Welcome to The Hot Seat, where we interview folks involved in Brooklyn real estate, architecture, development and the like. Introducing Joe Nocella, an architect by day as well as the owner of 718 Cyclery. The bike shop opened in South Slope and moved to Gowanus last year.
Brownstoner: What neighborhood do you live in, and how did you end up there?
Joe Nocella: I live is the South Slope… was basically pushed there after our steal of a place in Carroll Gardens got too expensive in the mid 90′s. My wife and I are lifelong NYC residents. My family is from the Bronx, hers is LES all the way
BS: Can you talk about the beginnings of 718 Cyclery? How did you move from architecture to owning a bike store?
JN: I didn’t really move FROM architecture, as I am still a licensed/practicing architect at a large firm in Manhattan, HOK. I started building bikes in my backyard after one of my bikes was stolen. I latched onto the process as it represented many of the qualities I found enjoyable in architecture. Most architects will describe a left brain/right brain reason for getting into the profession (science vs. art). To me, bikes represented this duality, and the timeframes for projects were much shorter! You could effect the environment, traffic, people’s health and happiness almost immediately. The backyard business grew and grew for 2 years until we jumped into our 1st storefront.
BS: What’s it like owning a small business in Brooklyn right now? What has been the most difficult aspect of having one? And the best?
JN: “Paying by the rules” in terms of taxes and payroll, etc. has been the biggest challenge. There is so much paperwork. I now see why businesses just throw up their hands and do things “under the table”. Sometimes I feel that I am being penalized for doing things the right way, but in the end I have too much in this business to have it sunk by some Workman’s’ Comp claim from 3 years ago.
The best part is creating something from nothing, and the pride of ownership. Working with one’s hands is something that can never be outsourced. “You can’t hammer a nail over the internet”. People who work with their hands have the most control of their destiny.
After the jump, Joe talks about what makes 718 Cyclery stand out among other bike stores, the growth of Gowanus, and his second favorite bike shop…
BS: When you opened 718 Cyclery, were you looking to open a traditional bike store or do things differently? How have your original goals of the business changed since you’ve been open?
JN: From the start, I wanted to be different than the 160 or so other shops in NYC. We are a place where arrogance and attitude have no place.
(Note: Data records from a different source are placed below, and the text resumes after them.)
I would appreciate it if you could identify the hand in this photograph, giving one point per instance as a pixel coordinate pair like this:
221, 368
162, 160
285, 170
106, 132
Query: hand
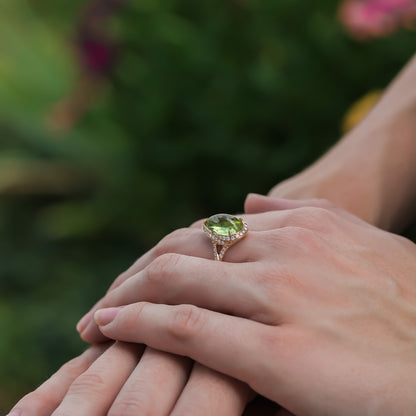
120, 379
323, 312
It’s 120-year-old technology, and nothing that we do is proprietary. You can choose to be open and collaborative about this information, or you can be jerks about it and act holier-than-thou. I’ve had other shops tell me that teaching people how to do things isn’t good for business….when I hear that I just smile to myself and say “Keep thinking that way”… People want to learn, and they are drawn to places where thay have that opportunity. We teach free maintenance classes every week…and believe me, it doesn’t drive people away. You develop a trust and a bond that is 100x deeper than any simple retail transaction.
BS: As a small business owner, is there a fear that as your neighborhood grows, the rent will become too high to stay? There have been a lot of examples of small businesses being priced out in neighborhoods like Park Slope and Williamsburg.
JN: We have only been in the new Gowanus digs (254 3rd Ave) for 5 months now, so its hard to project 10 years down the road. I have a great relationship with the building owner, and truly get the sense that they want me to succeed…if we are making it they have a stable income. Famous last words, but I truly believe it.
Our new next-door neighbor (Juice Heaven) told me that us being there heavily influenced them opening up a shop….its a great feeling to be part of something (the neighborhood) that you can see growing every day. At 5 months, I feel like the grizzled old timer. I can say things like “Back in 2011, this neighborhood was totally different”
The neighborhood reaction has been amazing…people like Ben from Gowanus Your Face Off have been such a great host, bringing alot of us newcomers together.
BS: Finally, your favorites: favorite Brooklyn shop (not your own) and favorite NYC bike trip.
JN: My second favorite bike shop is Red Lantern on Myrtle. Some of the best mechanics with even-keeled attitudes and personality to match. My favorite bike ride is my 9 mile ride from the South Slope to my Midtown Manhattan office. I work for a pretty enlightened firm, and we have bike storage, locker and a shower on our floor. The shower is actually nicer than mine at home!